Advancing Art & Culture for Over a Century!
“Women in the Tejano community have always kept cultural traditions alive.”
– Teresa Palomo Acosta and Ruthe Winegarten, Las Tejanas: 300 Years of History
For a combined 106 years of hard work in downtown Austin; investment, sacrifice, curation, community-building, activism and not to mention 10s of 1000s of skillets of migas, three amazing women stood out equally as the Pecan Street Association’s choice for 2017’s Heritage Award: Lidia Pérez, Cynthia Pérez and Sylvia Orozco.
Since 1983, Sylvia Orozco has been producing Mexican-American cultural programs and multimedia exhibits in downtown Austin, starting with the Día de los Muertos festival, and in 1984, establishing Mexic-Arte Museum, alongside Sam Coronado and Pio Pulido. In 1988, it moved from the Arts Warehouse space, known originally as Galería Mexico, at 300 San Antonio, to its present home at 419 Congress and receives approximately 75,000 visitors annually. The beloved Viva la Vida, is the largest and longest-running Día de los Muertos celebration in Austin.
Ms. Orozco is the daughter of a boot-maker from Guadalajara, and her mother was a community organizer and crafter. Even as a young girl, Sylvia was a collector – using found objects to make art. In the mid 1970s, she joined the Chicano student movement, lending her artistic skills. You can hear more about her early days in this interview, and see some of her paintings here, and hear Ms. Orozco educate us on some lost Latino downtown history.
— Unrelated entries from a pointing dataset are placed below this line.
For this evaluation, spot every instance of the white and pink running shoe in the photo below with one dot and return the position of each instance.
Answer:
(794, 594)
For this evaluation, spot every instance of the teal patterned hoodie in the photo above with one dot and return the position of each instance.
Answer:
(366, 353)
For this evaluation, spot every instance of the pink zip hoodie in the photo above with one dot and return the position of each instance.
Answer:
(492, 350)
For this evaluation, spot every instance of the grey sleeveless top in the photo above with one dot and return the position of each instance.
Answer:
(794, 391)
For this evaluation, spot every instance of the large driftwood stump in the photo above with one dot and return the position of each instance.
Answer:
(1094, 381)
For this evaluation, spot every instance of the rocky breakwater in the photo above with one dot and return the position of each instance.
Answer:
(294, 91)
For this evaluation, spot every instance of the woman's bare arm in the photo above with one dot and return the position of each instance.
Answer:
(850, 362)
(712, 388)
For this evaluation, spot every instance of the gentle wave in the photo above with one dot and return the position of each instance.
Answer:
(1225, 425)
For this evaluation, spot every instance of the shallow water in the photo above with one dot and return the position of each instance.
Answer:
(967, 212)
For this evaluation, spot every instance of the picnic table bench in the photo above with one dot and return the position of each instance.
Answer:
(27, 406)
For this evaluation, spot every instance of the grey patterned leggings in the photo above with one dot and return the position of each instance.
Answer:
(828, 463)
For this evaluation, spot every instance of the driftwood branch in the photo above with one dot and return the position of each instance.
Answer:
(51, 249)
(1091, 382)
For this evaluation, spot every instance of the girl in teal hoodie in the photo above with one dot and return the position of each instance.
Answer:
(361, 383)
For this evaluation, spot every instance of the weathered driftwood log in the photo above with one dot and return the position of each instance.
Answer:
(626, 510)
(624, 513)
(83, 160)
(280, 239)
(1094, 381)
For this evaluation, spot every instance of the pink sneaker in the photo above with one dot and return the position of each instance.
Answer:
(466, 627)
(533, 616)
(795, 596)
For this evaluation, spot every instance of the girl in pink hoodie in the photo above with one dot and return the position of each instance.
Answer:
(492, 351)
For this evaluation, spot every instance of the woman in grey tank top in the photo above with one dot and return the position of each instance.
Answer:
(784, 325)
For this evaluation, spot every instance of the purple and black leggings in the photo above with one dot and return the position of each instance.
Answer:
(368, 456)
Among her many honors, in 2007, she received the Ohtli Award from the Instituto de los Mexicanos en el Exterior of the General Consulate of Mexico and in 2009, was selected for the Austin Arts Hall of Fame.
In 1981, after a few years selling tacos from a stand on the drag, sisters Cynthia and Lidia Pérez opened Las Manitas on Congress Avenue, before any serious rehabilitation was taking place downtown. Soon after, they opened La Peña, the South-American term meaning, “festivals where local artisans gather to share art, music, poetry, performances, and social commentary.” Both venues became more than just a restaurant (or a music venue) or just an art gallery, they became gathering spots where folks came to share, just as they had imagined.
Raised in San Antonio, with seven siblings, by pecan shellers, “community” was in their blood. Their parents opened a bakery and corner store, which became the de-facto community center. Their mother took on the role of community godmother, helping migrant workers with their English, getting on a path to citizenship, helping with their finances and even marriage counseling. Like mother/like daughters, they too have become godmothers, especially to their staff. “We don’t let them stay as dishwashers,” Lidia asserts. “We’re always coaching them, teaching them, promoting them up the line.”
It’s no wonder waitstaff at Las Manitas wore a T-shirt “bearing a collegiate-like crest for the ‘University of Rice and Beans.'”
Then the developers came…and the story of the struggle for Las Manitas (and their adjoining day care, Escuelita del Alma) became national, and the sisters, Comandantas in the fight. Austinites of all persuasions had come to see Las Manitas as “one of the places that makes Austin Austin.” Austin definitely lost a bit of its soul with its passing, but the sisters fight on via La Peña, and through those they mentored that continue the struggle.
The sisters have been honored by a variety of groups, including the Hispanic Chamber of Commerce and AIA Austin – where, in 2016, they were named “Collaborators of the Year.”